Cattle futures rallied Tuesday, helped along by another day of lower Corn futures, recently stronger wholesale beef prices and improving supply fundamentals.
Live Cattle futures closed an average of $1.13 higher (60¢ higher at the back to $1.87 higher toward the front).
Feeder Cattle futures closed an average of $2.03 higher ($1.60 to $2.47 higher).
Negotiated cash fed cattle trade ranged from limited on light demand to mostly inactive on light demand with too few transactions to trend, according to the Agricultural Marketing Service.
Last week, live prices were $140/cwt. In the Southern Plains, $144-$148 in Nebraska and $146-$148 in the western Corn Belt. Dressed prices were $229-$230.
Choice Boxed beef cutout value was 98¢ higher Tuesday afternoon at $265.44/cwt. Select was 60¢ lower at $239.12/cwt.
Grain and Soybean futures continued lower Tuesday with continued pressure from uncertain Chinese demand, given slower economic growth in that nation and heightened tension with the U.S.
Corn futures closed 14¢ to 18¢ lower through Sep ‘23 and then 6¢ to 12¢ lower.
Soybean futures closed 22¢ to 39¢ lower through Aug ‘23 and then 10¢ to 17¢ lower.
******************************
Major U.S. financial indices closed mainly higher Tuesday, led by retail stocks and positive quarterly results from the likes of Walmart and Home Depot.
The Dow Jones Industrial Average closed 239 points higher. The S&P 500 closed 8 points higher. The NASDAQ was down 25 points.
West Texas Intermediate Crude Oil futures on the CME closed $2.17 to $2.88 lower through the through the front six contracts.
******************************
If beef prices are strong and beef supplies are reasonably abundant, as they are currently, then the reason is demand, says Stephen Koontz, agricultural economist at Colorado State University. That’s how he responds to the number of inquiries he receives about why wholesale beef prices remain elevated.

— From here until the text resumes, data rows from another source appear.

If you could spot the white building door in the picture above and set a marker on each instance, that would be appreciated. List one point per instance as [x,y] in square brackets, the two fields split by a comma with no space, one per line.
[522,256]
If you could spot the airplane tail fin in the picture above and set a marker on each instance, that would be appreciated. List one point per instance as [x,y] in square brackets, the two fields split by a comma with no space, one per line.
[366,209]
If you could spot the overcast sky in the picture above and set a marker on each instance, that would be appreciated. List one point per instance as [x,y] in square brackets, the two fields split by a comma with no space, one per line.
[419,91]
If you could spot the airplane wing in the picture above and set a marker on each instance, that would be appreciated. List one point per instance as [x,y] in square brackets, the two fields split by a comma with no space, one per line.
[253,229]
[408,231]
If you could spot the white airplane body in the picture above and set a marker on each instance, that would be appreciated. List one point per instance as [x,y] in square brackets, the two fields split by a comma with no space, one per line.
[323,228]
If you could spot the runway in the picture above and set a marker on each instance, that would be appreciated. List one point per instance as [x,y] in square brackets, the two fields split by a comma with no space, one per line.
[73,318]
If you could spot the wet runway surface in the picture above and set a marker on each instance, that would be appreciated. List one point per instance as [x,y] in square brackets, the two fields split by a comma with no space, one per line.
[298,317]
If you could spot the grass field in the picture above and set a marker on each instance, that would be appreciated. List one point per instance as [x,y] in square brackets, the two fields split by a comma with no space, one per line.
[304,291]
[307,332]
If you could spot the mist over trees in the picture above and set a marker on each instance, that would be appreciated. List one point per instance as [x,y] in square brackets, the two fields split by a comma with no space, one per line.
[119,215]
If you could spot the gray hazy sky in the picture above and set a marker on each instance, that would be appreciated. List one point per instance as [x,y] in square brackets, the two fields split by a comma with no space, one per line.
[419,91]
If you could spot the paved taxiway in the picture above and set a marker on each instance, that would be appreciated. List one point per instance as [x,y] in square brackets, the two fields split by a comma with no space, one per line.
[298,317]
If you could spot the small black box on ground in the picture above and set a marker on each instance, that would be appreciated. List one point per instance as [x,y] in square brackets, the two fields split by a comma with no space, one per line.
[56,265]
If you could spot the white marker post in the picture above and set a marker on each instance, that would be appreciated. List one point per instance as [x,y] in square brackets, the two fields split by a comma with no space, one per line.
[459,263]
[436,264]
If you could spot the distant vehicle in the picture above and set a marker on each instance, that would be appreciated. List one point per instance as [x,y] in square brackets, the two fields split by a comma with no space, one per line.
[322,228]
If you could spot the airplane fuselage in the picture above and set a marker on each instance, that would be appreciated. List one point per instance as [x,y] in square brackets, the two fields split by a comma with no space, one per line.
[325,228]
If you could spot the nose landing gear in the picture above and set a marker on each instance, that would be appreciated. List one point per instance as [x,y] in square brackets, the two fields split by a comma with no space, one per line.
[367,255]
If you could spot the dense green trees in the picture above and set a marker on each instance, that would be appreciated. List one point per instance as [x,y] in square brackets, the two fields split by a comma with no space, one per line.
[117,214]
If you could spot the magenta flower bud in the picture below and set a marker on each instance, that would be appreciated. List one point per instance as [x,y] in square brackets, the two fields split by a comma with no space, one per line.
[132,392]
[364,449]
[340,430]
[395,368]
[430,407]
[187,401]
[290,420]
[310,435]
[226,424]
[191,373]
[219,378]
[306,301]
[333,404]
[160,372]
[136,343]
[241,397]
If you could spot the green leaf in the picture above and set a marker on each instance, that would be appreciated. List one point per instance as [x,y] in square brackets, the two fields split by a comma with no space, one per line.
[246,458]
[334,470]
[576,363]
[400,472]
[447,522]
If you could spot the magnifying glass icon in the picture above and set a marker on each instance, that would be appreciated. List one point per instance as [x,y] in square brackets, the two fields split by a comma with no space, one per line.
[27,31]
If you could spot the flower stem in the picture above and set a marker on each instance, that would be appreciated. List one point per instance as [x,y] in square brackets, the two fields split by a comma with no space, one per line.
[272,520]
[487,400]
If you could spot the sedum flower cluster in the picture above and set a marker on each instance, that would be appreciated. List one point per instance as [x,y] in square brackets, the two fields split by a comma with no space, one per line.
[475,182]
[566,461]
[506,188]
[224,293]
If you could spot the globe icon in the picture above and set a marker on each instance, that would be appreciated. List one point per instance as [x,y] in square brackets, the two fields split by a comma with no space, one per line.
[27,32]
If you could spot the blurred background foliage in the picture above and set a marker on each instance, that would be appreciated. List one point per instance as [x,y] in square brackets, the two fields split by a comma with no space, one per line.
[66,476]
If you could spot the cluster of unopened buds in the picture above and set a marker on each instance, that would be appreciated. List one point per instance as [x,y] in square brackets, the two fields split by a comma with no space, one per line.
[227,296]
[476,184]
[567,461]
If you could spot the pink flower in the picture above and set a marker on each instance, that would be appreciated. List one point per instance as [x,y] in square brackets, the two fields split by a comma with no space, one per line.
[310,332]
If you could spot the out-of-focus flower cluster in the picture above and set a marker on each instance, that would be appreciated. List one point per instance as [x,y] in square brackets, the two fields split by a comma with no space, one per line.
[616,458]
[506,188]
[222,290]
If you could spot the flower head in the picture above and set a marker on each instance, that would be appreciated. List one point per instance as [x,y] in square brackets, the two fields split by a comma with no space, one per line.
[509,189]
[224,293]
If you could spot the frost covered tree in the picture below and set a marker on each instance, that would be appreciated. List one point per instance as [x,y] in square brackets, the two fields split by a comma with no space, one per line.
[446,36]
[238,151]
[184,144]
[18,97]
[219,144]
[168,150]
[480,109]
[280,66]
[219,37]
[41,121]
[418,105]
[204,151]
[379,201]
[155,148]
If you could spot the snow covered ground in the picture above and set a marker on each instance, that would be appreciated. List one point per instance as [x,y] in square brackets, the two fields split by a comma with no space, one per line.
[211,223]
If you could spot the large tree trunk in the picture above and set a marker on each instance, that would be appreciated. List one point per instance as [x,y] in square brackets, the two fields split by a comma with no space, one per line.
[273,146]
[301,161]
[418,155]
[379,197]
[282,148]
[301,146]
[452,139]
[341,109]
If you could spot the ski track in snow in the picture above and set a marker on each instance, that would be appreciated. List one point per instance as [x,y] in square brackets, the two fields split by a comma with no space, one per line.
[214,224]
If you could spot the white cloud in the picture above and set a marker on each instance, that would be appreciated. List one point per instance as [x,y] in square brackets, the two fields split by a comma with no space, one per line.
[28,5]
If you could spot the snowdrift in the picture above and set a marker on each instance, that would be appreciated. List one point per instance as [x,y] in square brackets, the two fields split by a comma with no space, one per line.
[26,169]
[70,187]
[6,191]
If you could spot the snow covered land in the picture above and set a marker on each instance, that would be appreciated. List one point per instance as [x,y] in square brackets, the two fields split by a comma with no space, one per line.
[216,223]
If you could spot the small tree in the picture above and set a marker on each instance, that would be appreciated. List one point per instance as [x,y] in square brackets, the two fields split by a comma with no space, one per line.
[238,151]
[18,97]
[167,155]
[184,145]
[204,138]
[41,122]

“From a market fundamentals perspective, monthly beef production is strong, running better than 1% above the year prior. The total volume for 2022 will be slightly smaller than 2021 and comparable to 2019. These are large volumes of beef,” Koontz explains, in the latest issue of In the Cattle Markets from the Livestock Marketing Information Center. “Forecasts for the third and fourth quarters reveal drops in production but current weekly slaughter remains strong. Those declines have not yet materialized. Domestic consumption was likely flat in the second quarter but was large in the first. Again, the third and fourth quarters are forecast to be lower especially if strong beef exports persist. Current monthly beef net exports for 2022 are on path to be record large.”
Koontz points out retail beef prices remain higher than many expected following the COVID price spike, and retail margins remain strong.
“Fed cattle are trading in the high $144-$148/cwt. with some trades reported at $150. These are levels not seen since 2015,” Koontz says. “And cash prices for feeder animals across a number of regional markets – Oklahoma City, Montana, and Colorado – in the week of August 12 were also at levels not seen since 2015.” As an example, he mentions the $180.60/cwt. price for 700-750 lb. Medium and Large Number 1 feeder steers at Oklahoma City.